Crisis talks are under way in Washington to save a £2.6bn settlement between manufacturers of silicon breast implants and 400,000 women in the US. If the talks fail, Dow Corning, the product's biggest manufacturer, has threatened it could file for Chapter 11 bankruptcy protection.
Dow Corning, the lead contributor to the settlement, is not taking part in the discussions. It says it favours the settlement route, whereby the makers of breast implants have contributed to a compensation fund, but will not increase its contribution of £1.2bn. Manufacturers and lawyers for the steering committee of plaintiffs are expected to spend the next few weeks negotiating a bigger fund.
If the settlement were to collapse, the companies involved could face thousands of expensive and time-consuming individual actions from women claiming to have suffered because of faulty implants.
A lawyer representing the insurers for two of the leading companies involved said that some individual cases could possibly cost more than the total current settlement.
The forced re-think was sparked by the decision of Judge Sam Pointer in Alabamathat that £2.6bn was not enough to compensate all the women involved. By March 400,000 women had filed a claim with the claims processing centre in Texas.
The compensation structure under the settlement works on a sliding scale: the younger the woman and the more serious the health problems she has, the more cash she is likely to receive. Based on this, the most serious cases could expect $1.5bn (£940m) and the least $200,000.
The claims processing centre faces a huge logistical problem in evaluating the larger-than-expected number of claims. Until they can do this, no estimate for the real cost of a settlement can be worked out.
The call for extra cash has led Dow Corning, a joint venture between Dow Chemical and Corning, the optics group, to declare its intention to consider filing for protection under Chapter 11 of the US Bankruptcy Code.
A spokesperson for the company said that its decision to consider applying for Chapter 11 protection is related to the exorbitant demands from lawyers representing clients with breast-implants outside the settlement and the problems it was having in getting insurers to pay up. More than 100 US and non-US insurance carriers are involved with Dow alone, and the number of policies held is even higher.
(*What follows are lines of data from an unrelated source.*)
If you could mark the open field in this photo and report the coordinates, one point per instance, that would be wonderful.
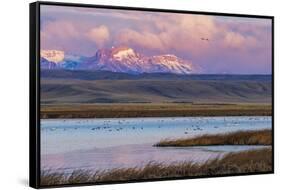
(233, 163)
(157, 90)
(262, 137)
(152, 110)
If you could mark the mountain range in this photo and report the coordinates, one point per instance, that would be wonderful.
(117, 59)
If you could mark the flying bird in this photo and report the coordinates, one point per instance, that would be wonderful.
(205, 39)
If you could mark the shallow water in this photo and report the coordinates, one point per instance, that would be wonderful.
(127, 142)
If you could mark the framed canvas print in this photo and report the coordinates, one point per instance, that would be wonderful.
(121, 94)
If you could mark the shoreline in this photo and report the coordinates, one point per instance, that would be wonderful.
(152, 110)
(251, 161)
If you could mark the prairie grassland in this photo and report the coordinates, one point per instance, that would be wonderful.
(152, 110)
(260, 137)
(232, 163)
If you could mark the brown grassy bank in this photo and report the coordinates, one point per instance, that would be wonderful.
(261, 137)
(233, 163)
(152, 110)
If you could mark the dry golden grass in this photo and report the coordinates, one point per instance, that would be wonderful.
(261, 137)
(233, 163)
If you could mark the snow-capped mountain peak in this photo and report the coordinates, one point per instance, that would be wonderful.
(122, 53)
(117, 59)
(54, 56)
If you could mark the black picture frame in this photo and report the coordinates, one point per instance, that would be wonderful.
(34, 93)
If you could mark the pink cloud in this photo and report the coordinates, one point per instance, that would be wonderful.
(100, 35)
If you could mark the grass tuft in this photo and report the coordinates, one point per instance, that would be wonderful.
(261, 137)
(232, 163)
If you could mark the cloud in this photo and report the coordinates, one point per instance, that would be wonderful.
(233, 45)
(239, 41)
(99, 35)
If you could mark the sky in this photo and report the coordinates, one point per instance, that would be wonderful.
(235, 45)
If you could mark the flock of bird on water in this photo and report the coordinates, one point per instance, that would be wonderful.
(121, 124)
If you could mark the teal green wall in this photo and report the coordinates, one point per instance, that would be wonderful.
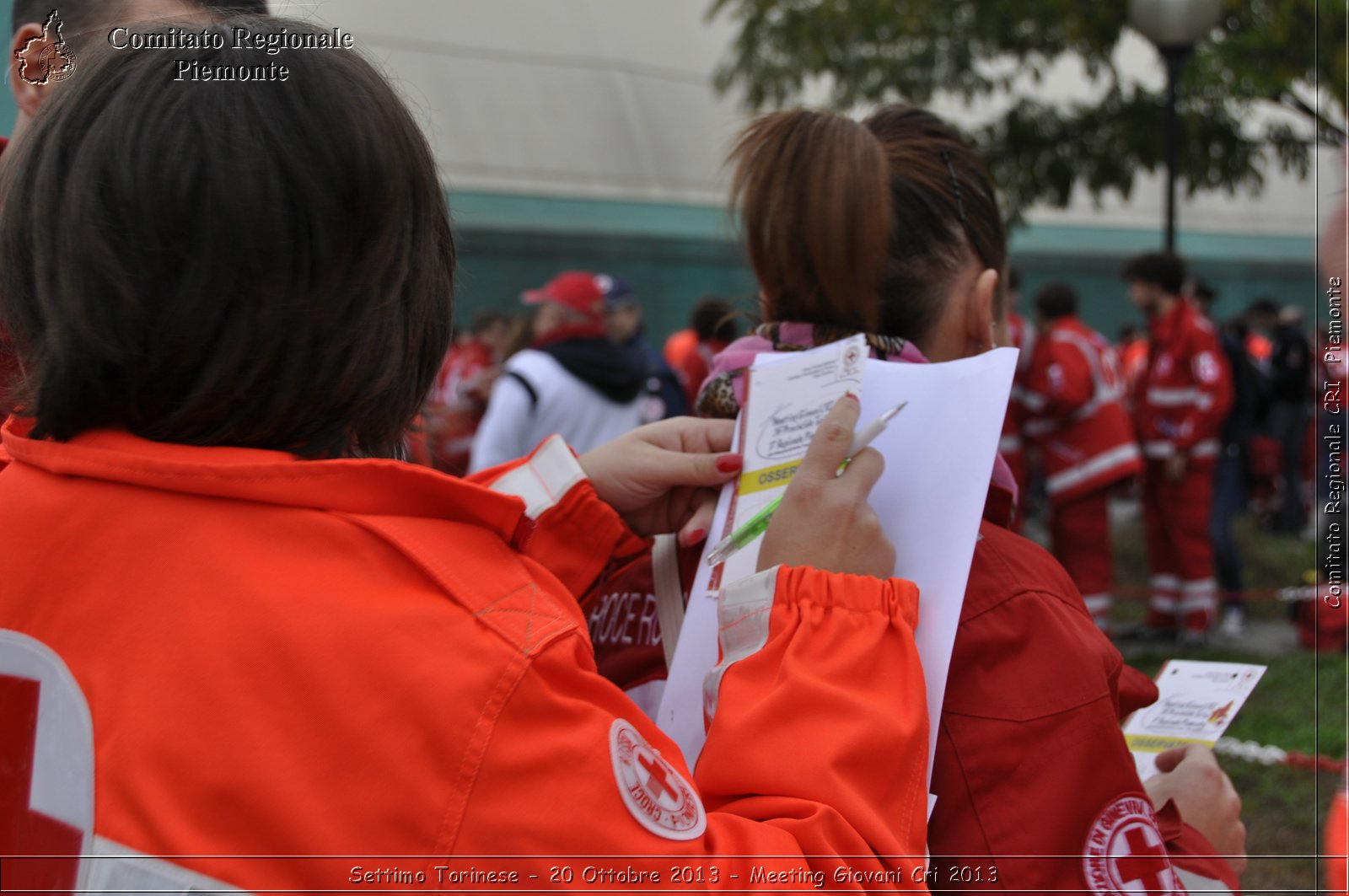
(672, 254)
(7, 107)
Dow has already spent more than $700m on legal, administrative and research costs related to the settlement.
No register exists for the number of women with breast implants, but estimates range between 2-3 million worldwide, which include up to 50,000 in the UK.
In 1992 Dow Corning was reported as saying that 750,000 women around the world had its implants. Between 2,000 and 2,500 applicants to the current settlement name Dow Corning as the maker of the implants. It is also named by 7,000 other women not involved in the settlement.
No large scale epidemiological studies have been carried out and no scientific evidence exists to link breast implants and disease.
However, studies suggest that the health problems cited by plaintiffs are exclusively related to women and manufacturers have also admitted that 1-2 per cent of implant bags actually leak.